Although the aircraft is derived from today's CRJ, itself a derivative of Canadair's Challenger business jet, there is little structural commonality between the 50- and 70-seater, admits Holding. The fuselage has the same cross-section, but the floor has been dropped by 50mm and the windows raised 140mm to reduce the "tunnel effect" when entering the cabin, and to improve the field of view when seated - a criticism of the current CRJ. The CRJ-700 seats 70 four-abreast, with 790mm pitch (1.04m at the overwing-exit row), but can seat between 66 and 78 for different markets.
While the fuselage has been stretched 4.72m, the cabin has actually been extended further, he says, by moving the aft pressure-bulkhead back - made possible by relocating the auxiliary power-unit to the tailcone, where it is accessible through clamshell doors. Bombardier has taken advantage of the stretch by locating an underfloor baggage-bay, for gate-checked luggage, in the forward-fuselage plug.

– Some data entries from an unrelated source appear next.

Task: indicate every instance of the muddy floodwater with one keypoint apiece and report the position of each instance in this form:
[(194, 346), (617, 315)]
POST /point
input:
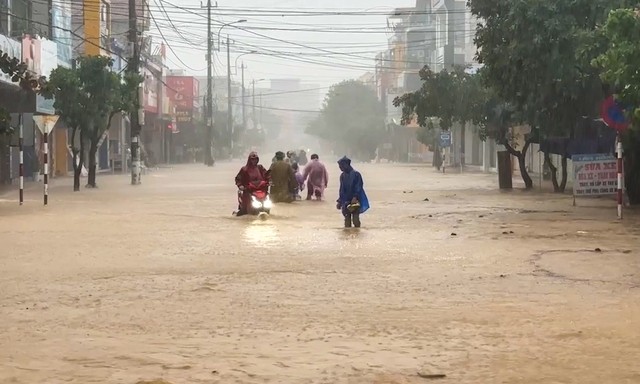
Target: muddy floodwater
[(448, 276)]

Wingspan has been increased 1.83m by inserting a root plug, which houses additional fuel and the longer landing gear. Leading-edge high-lift devices are added to provide field performance similar to that of the current CRJ; take-off performance is significantly better, says Holding. Range and speed performance is similar to that of the CRJ-200, enabling operators of both to match aircraft capacity to demand without losing the flexibility and economy of common crew-qualification, he says.
The current CRJ's Rockwell-Collins Pro Line 4 avionics are retained. Avoiding flightdeck changes allows a common pilot pool and the differences training required will be limited to one simulator session, Bombardier believes. Beyond training, commonality extends to maintenance, spares and support, which account for the bulk of fleet costs, he argues.
General Electric is responsible for the complete powerplant, as a risk-sharing partner, with Shorts supplying the nacelle and thrust-reverser to GE. The 56kN (12,670lb)-thrust CF34-8C1 is a 50% growth version of the engine powering the current CRJ, and introduces full-authority digital engine-control. Other design changes include a common left/right nacelle, with clamshell cowls to improve accessibility - a criticism of the current CRJ.
Systems design is based on that of the existing aircraft, but with supplier partners responsible for providing integrated systems. Leibherr-Aerospace is developing the air-management system, covering ice protection, avionics cooling and cabin pressurisation; Sundstrand,the electrical-generation and slats/flaps-control systems; Menasco, the main and nose landing-gear complete with braking and steering systems; and Intertechnique, the fuel system.
Bombardier plans to fly the first of four test aircraft in the second quarter of 1999, and is aiming for simultaneous Canadian, European and US certification and first deliveries in the fourth quarter of 2000. The CRJ-700 will be approved under an amended CRJ type certificate, which is itself an amendment of the original Challenger ticket. Holding says the CRJ-X will be certificated to the latest requirements where there are design changes from the current aircraft.
Holding says that the larger aircraft, with its 20% lower seat-kilometre direct operating-costs, will allow regional airlines to grow by replacing existing major-airline jet services and by increasing frequency in existing jet-airliner markets - a trend Bombardier has observed already among current CRJ operators, where replacing or supplementing major-airline jet service accounts for almost 50% of operations.
As Bombardier Aerospace president Bob Brown says: "We have proved that the market for regional jets exists, and it is a major area for growth. Now that the momentum is building, the CRJ-700 makes sense."